No tak, Pietro, ale w 50ccm nie jest to w ogóle odczuwalne. Nawet na Mielochu i Racing-Planet przy wydechach jest napisane, że to bardziej optyczny niż mechaniczny tuning. Od 125, 250 wzwyż już wydeszki coś dają :).

Michał, jak miałem Agilitkę, rozglądałem się na R-P za wydechem i faktycznie przy większości ładnych, sportowych wydechów było napisane że poprawiają tylko barwę dźwięku, ale były też niepozorne, nawet brzydsze od oryginału produkty dwóch firm, jedna z nich to, o ile dobrze pamiętam TECNO gdzie producent, oraz sprzedawca zapewniali, że jedynie te wyroby podnoszą moc silnika 4T 50ccm, o bodajże 10%

roxia95 z tym brakiem części do “chinoli” to przesadziłeś :))) Miałem “chinola” i nie miałem problemu z kupieniem części tuningowych do niego (bo maja podróbki silników “markowców”) . I nie wiem czemu tuningowanie “chinola” mija się z celem ja osiągnąłem to co chciałem i byłem zadowolony. A co do zdobywania wiedzy na forach to ci powiem że z moich obserwacji to teraz jest więcej pytających niż tych co naprawdę pomagają. I trzeba bardzo uważać bo teraz masa małolatów bierze udział w wyścigu kto więcej postów na forum napisze często pisząc totalne bzdury.

dokładnie Zenek, dokładnie…

Pitero, najbardziej mnie osobiście rozbraja to, że na RP większość tych wydechów to… wydechy do 2T ze zmienionym kolankiem :smiley: -> http://tnij.org/rpwydech Choć jak pokazują komentarze niektórych kupujących w tym szaleństwie jest metoda. Zenek sam kiedyś trochę doradzałem na zaprzyjaźnionym forum w kwestiach chińskich 4T, ale z czasem gdy człowiek czyta 100 raz to samo pytanie to aż nie chce się odpowiadać. Większość dzieciaków, które piszą na forach nigdy nie wpada na pomysł aby skorzystać z szukajki, tworzą kolejne takie same tematy albo odkopują stare już rozwiązane…

zenek69, zależy jaki tuning masz na myśli;) Ja mialem na myśli porządny tuning poziomu racing, evo. Niewiem ja ty ale ja jeszcze nie wiedziałem chinola z cylindrem polini evo czy malossi mhr :slight_smile:

do chinoli 2T można spoko kupić Malossi albo Barikit do chinoli 4T Naraku. Może to nie poziom racing evo, ale zawsze coś…chociaż nadal uważam że zamiast tuningować i ładować się w koszty, lepiej od razu kupić skut o pojemności 125ccm, np Kymco Agility-na kołach 12" cena nowego ok.5000zł.

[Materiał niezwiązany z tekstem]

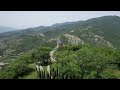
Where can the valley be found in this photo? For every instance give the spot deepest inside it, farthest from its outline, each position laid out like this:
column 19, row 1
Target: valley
column 81, row 40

roxia95, są do chinoli MHR- Replica Malossi 70ccm :wink:

Tak ale malossi mhr replica 70ccm a malossi mhr dostępne w pojemnościach 70, 77, 86 ccm to zupelnie inne cylindry. Mhr replica to racing a nie evo;)

zgadza się, ale to zawsze coś… a skoro do chinoli dostępne są racing, to evo pewnie też…nie wiem, może się mylę? 2T nigdy mnie nie interesowały :wink:

Wszystko można zrobić;) pozostaje jeszcze kwestia bezpieczeństwa jechałem kiedyś chinolem racingiem z włożonym silnikiem od aeroxa i przy 100 km/h miałem wrażenie że skuter się zaraz rozpadnie. Tydzień później właściciel owego chinola skończył w szpitalu bo podczas jazdy przednie zawieszenie nie wytrzymało chociaż skuter miał niecały rok i przebieg 2000 km. Należy zawsze pamiętać że nie sztuką jest zrobić “szybki” skuter lecz prawdziwą sztuką jest to aby był on bezpieczny. I dlatego chinole się według mnie nie nadają do porządnego tuningu gdyż jakość niektórych podzespołów pozostawia wiele do życzenia.

roxia95, zgoda, ale wiele modeli chinoli 50-tek przystosowanych jest pod silnik 125 i 150ccm, więc konstrukcja ramy, zawieszeń i hamulców, nadają się do takich prędkości…tylko co to za przyjemność jechać tuningowaną pięćdziesiątką 100/godz. z obrotami silnika jak w ścigaczu 130km/h na jedynce? :wink:

Co jak co, ale najbardziej męcząca jest chyba świadomość konsekwencji w razie złapania przez policję. Podejrzewam, że zerkanie non stop w lusterka i daleko przed siebie w poszukiwaniu radiowozu nie jest niczym miłym ;).